When they pulled up in front of the bus depot on Water Street, the painter stood before they’d even stopped and reached for his canvas bag. Then he leaned over her and squinted out Frances’s window, as if scanning the crowded sidewalk for the person who’d come to pick him up. Frances braced herself for the smell of his breath, and then it came. “Little whore,” he said in her ear, so softly she wondered if she’d imagined it, and before she’d even lifted her gaze to him, he was moving quickly down the aisle, stepping off the bus.
Frances flushed and for what felt like a long time couldn’t move. Had anyone heard? But they were all disembarking now, straightening hats and shirt collars. Up at the front of the bus, her father was shaking hands and tipping his hat, helping the woman with the crochet down the steps.
Frances took a deep breath to compose herself. That painter was nothing, no one. He probably wasn’t even a painter. She could see him on the sidewalk. He’d bought a paper from the newsstand by the depot and was paging through it. Go away, go away, go away, thought Frances. She would not budge from this bus until he’d disappeared down the street.

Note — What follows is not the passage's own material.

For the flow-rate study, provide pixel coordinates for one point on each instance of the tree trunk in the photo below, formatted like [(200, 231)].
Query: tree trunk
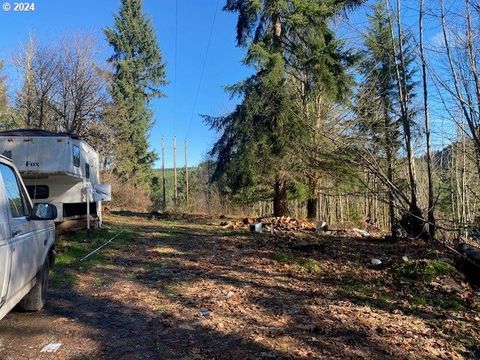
[(431, 204), (280, 199), (312, 208)]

Heart pounding, she arranged her purse and her swimming bag on her shoulders, straightened her cardigan.
“Enjoy the Fiestas,” said the thin woman, setting her hat back on her head.
It was then that Frances noticed he’d left his lunch sack on his seat. Suddenly she was filled with rage at this man who’d had the gall to speak to her in the first place, to tell her to smile and then to insult her when she did. She would step off the bus, call to him, smiling and sunny—“Sir, your lunch!”—wave the paper sack over her head, make as if to hand it to him. And then, when he reached for it — shamed by her kindness — Frances would open her hand, drop it in the street, and grind his sandwich under her heel.